Chad McBride, PhD, was told the same some 10 years ago by a student who observed his close working relationship with a colleague.

A work husband, or a work wife, according to McBride, whose interest was piqued by his student’s observation, is “a special, platonic friendship with a work colleague characterized by a close emotional bond, high levels of disclosure and support, and mutual trust, honesty, loyalty, and respect.”

McBride, a professor of communication studies at Creighton University and a past president of the Organization for the Study of Communication, Language and Gender, has researched the topic for the past 10 years, along with Karla Mason Bergen, PhD, an associate professor of communication at Omaha’s College of St. Mary, and Allison Thorson, PhD, a professor in the Department of Communication Studies at the University of San Francisco.

The “platonic friendship” definition, culled from research conducted by McBride and Bergen, was used by The Atlantic magazine to provide the framework for a discussion of the “work spouse” phenomenon last month. “The Bizarre Relationship of a ‘Work Wife’ and a ‘Work Husband’" suggests that McBride’s definition had given substance to a relationship that previously had been “slippery” of definition.

We want to understand why people form these relationships.
— Chad McBride, PhD

The Wall Street Journal followed up this month with “What’s Missing from Office Life? It May Be Your Work Spouse,” which cited research conducted by Thorson and McBride.

While Creighton’s medical and health sciences research most often makes the news, McBride’s project demonstrates that the humanities are also busily digging for truth.
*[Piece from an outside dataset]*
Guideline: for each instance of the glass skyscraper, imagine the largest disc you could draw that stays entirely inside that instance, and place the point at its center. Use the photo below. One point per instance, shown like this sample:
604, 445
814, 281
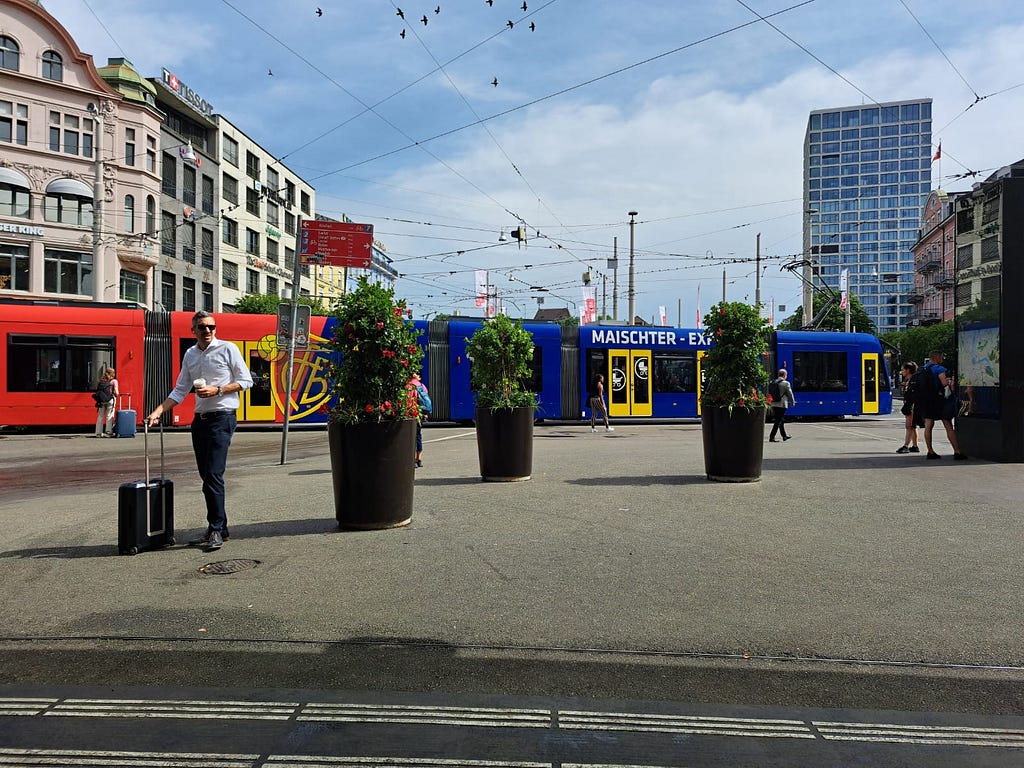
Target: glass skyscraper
866, 176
Initially, McBride and his co-researchers asked 276 participants to complete an online survey. Next, they performed in-depth interviews with 41 individuals who had a work spouse.

They found that employees who had a work spouse reported higher levels of organizational commitment. This is important because heightened organizational commitment is associated with improved employee performance and lower turnover. 

More recently they asked 439 employees, mostly from the United States but across six continents, to fill out an online survey. Of those, 278 (63.3%) either currently or previously had a work spouse while 161 (36.7%) had never had a work spouse. 

To date, data has been gathered from 1,231 participants analyzing intent to quit, organizational commitment and relational closeness among individuals who have never had a work spouse, have a close work friend, a work spouse or both a close work friend and a work spouse.

“We want to understand why people form these relationships, how communication in this workplace relationship is unique, sustained and constrained; how these relationships are integrated into or kept separate from non-workplace relationships and if there are personal or organizational benefit or costs connected with having a work spouse,” McBride says.